Obwohl es im Alltag wenig Bedeutung zu haben scheint, wie denn das Leben, das Universum und der Rest entstanden sind, ist der Kreationismus weitaus mehr als irgendeine beliebigepseudowissenschaftliche Lehre:
Das Schöpfungsbuch Creatio etwa, das Junker auf dem Klappentext lobt, prangert eine »Missachtung der Schöpfungsordnung« an, wo Alleinerziehende, Homoelternpaare, Doppelverdienereltern oder »Familien mit Hausmann« von der »von Gott gegebenen Form der Ehe« abweichen. Eben noch Genesis, plötzlich wird mit der Bibel anderer Leute Lebensstil verdammt. »Die Frage, wie der Mensch entstanden ist, hat auch Folgen für Ethik und Normen«, sagt Junker.
Umgekehrt scheint es auch so zu sein, dass ein in all seinen ethischen Implikationen ernst gemeintes Christentum auch dann zu antidarwinistischem Schöpfungsglauben führen kann, wenn man sehr wohl weiß, dass die Bibel nicht wort-wörtlich zu verstehen ist:
Was vertrackt klingt, ist zentral, will man die Motivation von Wort und Wissen verstehen. Nur zu sagen, das seien Fundamentalisten, die eben alles wörtlich nähmen, greift zu kurz. Vielmehr ist die Bibeltreue der Anfangspunkt eines Dilemmas: Erst der Sündenfall hat den Tod in die Schöpfung gebracht. Vorher war sie perfekt. So steht es geschrieben.

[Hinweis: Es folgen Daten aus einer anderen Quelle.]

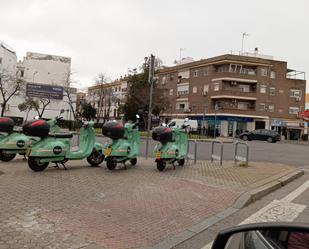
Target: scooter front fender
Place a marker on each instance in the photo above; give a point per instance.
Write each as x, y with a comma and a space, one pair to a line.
14, 141
50, 147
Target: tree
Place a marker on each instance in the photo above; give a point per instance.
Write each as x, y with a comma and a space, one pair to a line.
88, 111
27, 106
138, 95
10, 85
70, 93
99, 95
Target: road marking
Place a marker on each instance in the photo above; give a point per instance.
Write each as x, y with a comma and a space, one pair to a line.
277, 210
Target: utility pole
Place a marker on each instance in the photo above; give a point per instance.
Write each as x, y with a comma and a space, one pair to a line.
150, 80
242, 41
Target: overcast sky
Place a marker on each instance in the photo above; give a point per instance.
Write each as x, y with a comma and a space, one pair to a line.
111, 36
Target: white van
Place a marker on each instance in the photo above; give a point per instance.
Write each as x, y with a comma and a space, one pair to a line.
179, 122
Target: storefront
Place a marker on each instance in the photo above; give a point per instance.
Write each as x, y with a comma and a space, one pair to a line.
294, 130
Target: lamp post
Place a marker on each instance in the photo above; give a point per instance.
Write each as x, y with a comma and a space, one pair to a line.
242, 41
150, 80
34, 75
216, 109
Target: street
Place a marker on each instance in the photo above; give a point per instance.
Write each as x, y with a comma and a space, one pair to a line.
286, 204
291, 154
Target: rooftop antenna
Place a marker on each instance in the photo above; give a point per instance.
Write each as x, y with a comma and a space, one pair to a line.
242, 41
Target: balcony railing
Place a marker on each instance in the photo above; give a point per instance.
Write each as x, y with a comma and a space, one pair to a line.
234, 93
235, 110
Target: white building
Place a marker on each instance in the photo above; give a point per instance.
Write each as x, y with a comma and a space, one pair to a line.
46, 78
107, 98
8, 59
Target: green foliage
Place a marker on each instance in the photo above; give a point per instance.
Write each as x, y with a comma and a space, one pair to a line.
88, 111
138, 95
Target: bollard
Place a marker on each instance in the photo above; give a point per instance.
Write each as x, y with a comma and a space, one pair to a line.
240, 158
216, 157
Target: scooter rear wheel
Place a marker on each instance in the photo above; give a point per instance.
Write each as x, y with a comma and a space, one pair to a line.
5, 157
161, 165
111, 163
95, 158
35, 165
133, 161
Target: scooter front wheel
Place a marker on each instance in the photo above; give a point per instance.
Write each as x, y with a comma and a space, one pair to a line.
111, 163
133, 161
35, 165
95, 158
5, 157
161, 165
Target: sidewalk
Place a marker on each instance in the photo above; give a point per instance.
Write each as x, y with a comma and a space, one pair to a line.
85, 207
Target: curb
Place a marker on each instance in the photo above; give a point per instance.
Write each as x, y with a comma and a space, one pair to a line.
243, 200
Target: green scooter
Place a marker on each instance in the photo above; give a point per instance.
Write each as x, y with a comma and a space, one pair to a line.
125, 143
13, 141
55, 148
173, 145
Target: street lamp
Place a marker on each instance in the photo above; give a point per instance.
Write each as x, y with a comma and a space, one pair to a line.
242, 41
34, 75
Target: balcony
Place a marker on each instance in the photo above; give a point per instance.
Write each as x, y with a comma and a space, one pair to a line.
233, 94
249, 111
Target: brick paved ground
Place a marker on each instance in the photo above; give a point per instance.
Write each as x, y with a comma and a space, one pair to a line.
131, 208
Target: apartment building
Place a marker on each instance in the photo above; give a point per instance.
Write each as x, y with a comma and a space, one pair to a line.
106, 98
235, 93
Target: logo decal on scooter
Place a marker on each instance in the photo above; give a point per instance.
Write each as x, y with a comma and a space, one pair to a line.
20, 143
57, 150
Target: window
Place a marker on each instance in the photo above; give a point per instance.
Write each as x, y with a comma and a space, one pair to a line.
295, 93
182, 89
206, 89
262, 107
293, 110
263, 89
163, 80
263, 71
242, 105
272, 91
216, 87
205, 71
271, 108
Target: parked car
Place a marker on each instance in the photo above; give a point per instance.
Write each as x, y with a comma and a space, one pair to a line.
270, 136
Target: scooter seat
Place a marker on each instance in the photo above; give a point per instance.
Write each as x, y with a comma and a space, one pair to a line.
61, 135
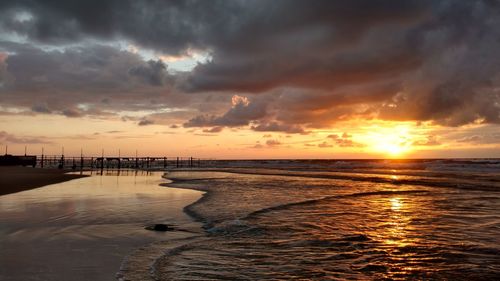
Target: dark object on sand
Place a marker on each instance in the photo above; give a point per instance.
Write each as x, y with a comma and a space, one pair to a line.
12, 160
159, 227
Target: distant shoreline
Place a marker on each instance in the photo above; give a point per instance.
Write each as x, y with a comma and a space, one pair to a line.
17, 179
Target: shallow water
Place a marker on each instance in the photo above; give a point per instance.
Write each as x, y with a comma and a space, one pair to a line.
381, 223
82, 229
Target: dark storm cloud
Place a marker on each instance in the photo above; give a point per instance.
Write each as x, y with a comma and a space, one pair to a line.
154, 73
317, 62
84, 80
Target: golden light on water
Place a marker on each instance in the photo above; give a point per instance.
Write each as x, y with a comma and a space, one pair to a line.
396, 204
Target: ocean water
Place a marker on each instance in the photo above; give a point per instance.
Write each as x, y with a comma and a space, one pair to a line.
340, 220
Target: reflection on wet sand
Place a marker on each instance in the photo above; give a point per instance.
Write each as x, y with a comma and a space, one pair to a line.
82, 229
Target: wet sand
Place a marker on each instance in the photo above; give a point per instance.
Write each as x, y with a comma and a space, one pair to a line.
85, 229
16, 179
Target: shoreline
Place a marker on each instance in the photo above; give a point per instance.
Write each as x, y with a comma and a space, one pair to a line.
15, 179
103, 241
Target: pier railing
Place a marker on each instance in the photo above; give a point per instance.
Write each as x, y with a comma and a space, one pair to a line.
107, 162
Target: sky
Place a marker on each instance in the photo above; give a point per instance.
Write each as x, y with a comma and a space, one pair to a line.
251, 79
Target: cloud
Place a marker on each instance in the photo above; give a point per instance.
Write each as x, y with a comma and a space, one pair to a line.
154, 72
9, 138
274, 126
241, 113
145, 122
415, 60
344, 140
273, 143
430, 141
324, 145
216, 129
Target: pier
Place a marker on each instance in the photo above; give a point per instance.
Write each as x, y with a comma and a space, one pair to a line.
113, 162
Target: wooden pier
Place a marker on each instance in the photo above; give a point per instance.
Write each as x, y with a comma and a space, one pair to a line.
118, 162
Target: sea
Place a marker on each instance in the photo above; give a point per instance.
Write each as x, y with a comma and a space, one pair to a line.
426, 219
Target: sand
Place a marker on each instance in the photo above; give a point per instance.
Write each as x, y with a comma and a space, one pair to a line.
91, 228
16, 179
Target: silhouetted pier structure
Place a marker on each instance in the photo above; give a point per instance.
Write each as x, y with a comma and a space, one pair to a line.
116, 163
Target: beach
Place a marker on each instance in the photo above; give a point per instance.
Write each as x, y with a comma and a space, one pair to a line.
86, 228
16, 179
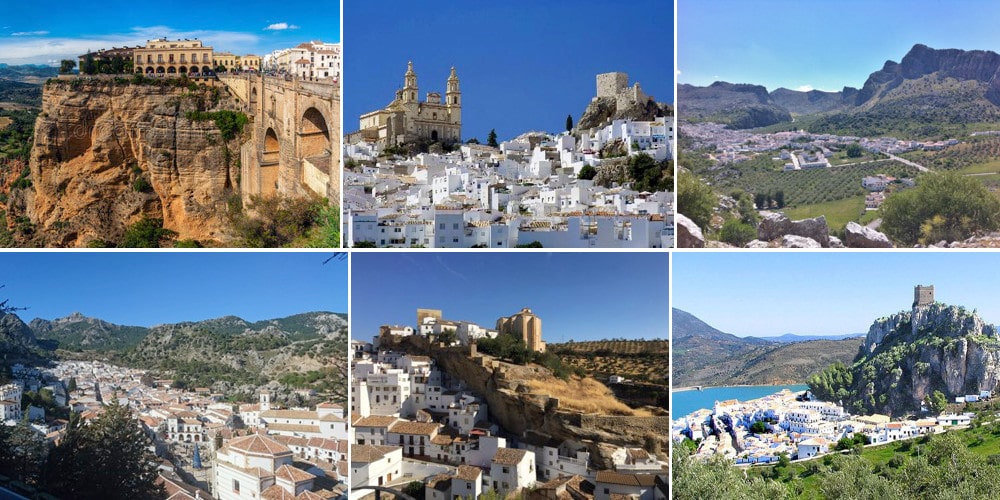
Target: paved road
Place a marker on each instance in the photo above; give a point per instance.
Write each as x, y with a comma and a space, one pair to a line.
908, 162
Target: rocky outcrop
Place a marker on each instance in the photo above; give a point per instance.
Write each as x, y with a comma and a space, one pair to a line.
602, 110
688, 233
95, 140
776, 225
518, 409
793, 241
909, 355
978, 65
858, 236
17, 342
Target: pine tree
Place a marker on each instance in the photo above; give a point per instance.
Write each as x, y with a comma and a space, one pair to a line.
64, 475
24, 452
127, 468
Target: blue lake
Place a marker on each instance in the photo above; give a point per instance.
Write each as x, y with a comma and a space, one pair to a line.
685, 402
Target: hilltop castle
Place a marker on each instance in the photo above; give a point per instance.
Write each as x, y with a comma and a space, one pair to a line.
406, 119
923, 295
615, 85
526, 325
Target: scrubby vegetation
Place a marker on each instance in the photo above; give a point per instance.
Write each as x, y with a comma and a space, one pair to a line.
944, 206
957, 464
229, 123
281, 221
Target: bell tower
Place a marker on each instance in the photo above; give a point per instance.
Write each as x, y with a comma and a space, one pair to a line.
410, 84
453, 98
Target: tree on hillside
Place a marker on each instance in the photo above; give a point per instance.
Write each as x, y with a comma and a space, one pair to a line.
695, 199
63, 475
25, 451
944, 206
938, 402
779, 198
127, 468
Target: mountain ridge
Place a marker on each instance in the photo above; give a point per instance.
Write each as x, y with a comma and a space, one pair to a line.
703, 355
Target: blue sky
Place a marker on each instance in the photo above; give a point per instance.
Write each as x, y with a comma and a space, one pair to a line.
766, 294
524, 65
578, 296
46, 32
823, 45
149, 288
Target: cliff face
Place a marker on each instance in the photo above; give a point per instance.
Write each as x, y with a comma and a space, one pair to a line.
909, 355
519, 409
94, 139
978, 65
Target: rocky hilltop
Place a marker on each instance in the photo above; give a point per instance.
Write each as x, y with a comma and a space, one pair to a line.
926, 87
17, 341
107, 153
737, 105
909, 355
602, 110
703, 355
518, 404
78, 332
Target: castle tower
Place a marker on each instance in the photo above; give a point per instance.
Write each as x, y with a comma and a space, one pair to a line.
410, 84
923, 295
524, 324
265, 400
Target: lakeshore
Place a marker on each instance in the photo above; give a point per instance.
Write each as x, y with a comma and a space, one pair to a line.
687, 400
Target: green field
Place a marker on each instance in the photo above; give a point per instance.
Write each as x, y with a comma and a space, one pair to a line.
804, 187
838, 213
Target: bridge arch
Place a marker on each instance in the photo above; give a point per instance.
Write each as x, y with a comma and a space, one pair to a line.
270, 163
314, 134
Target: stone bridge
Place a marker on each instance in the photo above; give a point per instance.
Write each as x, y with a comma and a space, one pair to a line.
294, 148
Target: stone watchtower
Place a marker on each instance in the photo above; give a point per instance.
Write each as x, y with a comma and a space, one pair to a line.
923, 295
611, 84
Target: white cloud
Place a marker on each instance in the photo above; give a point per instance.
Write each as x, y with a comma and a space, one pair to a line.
280, 27
44, 49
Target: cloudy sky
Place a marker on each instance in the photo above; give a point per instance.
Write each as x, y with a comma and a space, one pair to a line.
36, 33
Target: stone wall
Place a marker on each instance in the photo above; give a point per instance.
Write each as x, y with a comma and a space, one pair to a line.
611, 84
282, 107
618, 424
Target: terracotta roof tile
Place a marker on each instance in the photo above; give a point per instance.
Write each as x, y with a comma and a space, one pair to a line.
508, 456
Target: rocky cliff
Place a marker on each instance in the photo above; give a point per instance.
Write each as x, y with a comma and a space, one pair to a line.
603, 110
909, 355
107, 153
519, 408
17, 342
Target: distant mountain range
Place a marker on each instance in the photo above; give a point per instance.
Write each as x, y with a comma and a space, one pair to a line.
703, 355
228, 349
927, 86
791, 337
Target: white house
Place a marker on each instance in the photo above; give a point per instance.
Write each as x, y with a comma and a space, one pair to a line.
375, 465
511, 470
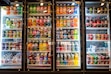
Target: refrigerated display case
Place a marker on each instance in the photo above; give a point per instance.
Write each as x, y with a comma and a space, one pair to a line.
97, 35
39, 35
11, 36
68, 48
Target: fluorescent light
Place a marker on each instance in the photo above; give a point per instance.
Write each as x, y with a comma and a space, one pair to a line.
41, 4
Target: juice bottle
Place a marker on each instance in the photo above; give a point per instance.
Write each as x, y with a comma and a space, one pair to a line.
29, 46
68, 8
57, 9
8, 10
30, 21
76, 59
61, 21
68, 21
38, 9
72, 9
30, 9
44, 46
45, 8
75, 22
37, 21
40, 46
71, 22
49, 9
41, 21
64, 9
64, 21
58, 59
57, 22
34, 21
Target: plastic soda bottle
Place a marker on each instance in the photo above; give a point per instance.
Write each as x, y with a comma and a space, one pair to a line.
57, 9
76, 59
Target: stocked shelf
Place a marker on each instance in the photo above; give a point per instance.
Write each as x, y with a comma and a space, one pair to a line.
39, 38
40, 51
66, 27
67, 51
12, 29
40, 14
39, 64
96, 14
96, 28
11, 38
11, 51
65, 40
66, 14
98, 40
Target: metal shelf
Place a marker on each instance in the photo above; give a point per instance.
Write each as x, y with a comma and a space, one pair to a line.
40, 51
39, 14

Zur Evolutionstheorie hingegen gehört die Auslese. Sünde wird da schnell zum Selektionsvorteil. Ein Widerspruch, so Junker: »Wie hätte Gott den Menschen dann noch zur Rede stellen können und fragen: Was hast du getan?« Ohne sündige Menschen und vergebenden Gott aber macht die Erlösungsreligion Christentum wenig Sinn - solange man die Bibel als faktentreue Offenbarungsschrift liest, darf Evolution einfach nicht der Weg sein, auf dem sich das Leben entwickelt hat.
Hellblazer - 9. Dez, 17:26

Die Umfrage finde ich nun wenig überraschend. Aber (wie du) sehe ich zwischen den Aussagen keinen zwingend sich ausschließenden Gegensatz. Und ich vermute, 95% der Befragten auch nicht. Einfach, weil di "instinktiv" wissen, dass diesem ganzen Kretionismus-Unfug ein einfacher, aber gern genommener Argumentationsfehler innewohnt, nämlich, dass hier Apfelbäume und Quarzkristalle verglichen werden, noch dazu mit einer Fragestellung "Warum ist es Nachts kälter als draußen".

MMarheinecke - 11. Dez, 11:36

Überrascht

Mich überraschte in der Tat, dass immerhin 28,8 Prozent der Deutschen nicht glauben, dass Affe und Mensch einen gemeinsamen Vorfahren haben. Immerhin vertreten die beiden großen Kirchen in Deutschland ausdrücklich keinen Kreationismus, über ein drittel der Deutschen ist konfessionlos, und in öffentlichen Schulen gehört die Evolutionslehre schon seit über 100 Jahren zum Lehrplan. (Nein, ich ziehe keine Verbindung zur "Pisa-Studie.)

MMarheinecke - 6. Jul, 20:54

goerke, ich habe Ihren langen Beitrag gelöscht

Ich erkenne zwar an, dass Sie sich so viel Mühe machten und praktisch eine Kurzdarstellung des Phänomens Kreationismus gegeben haben, missbillige aber Ihre Darstellungen des Chrakters der monotheistischer Religionen. Kurz gesagt dulde ich auf meinem Blog keine verdeckt antisemitschen Äußerungen - auch wenn sie aus Naivität heraus erfolgten. Wenn Sie Ihren Text guten Glauben geschrieben haben sollten, bitte ich um Entschuldigung. Er war allerdings mindestens mißverständlich.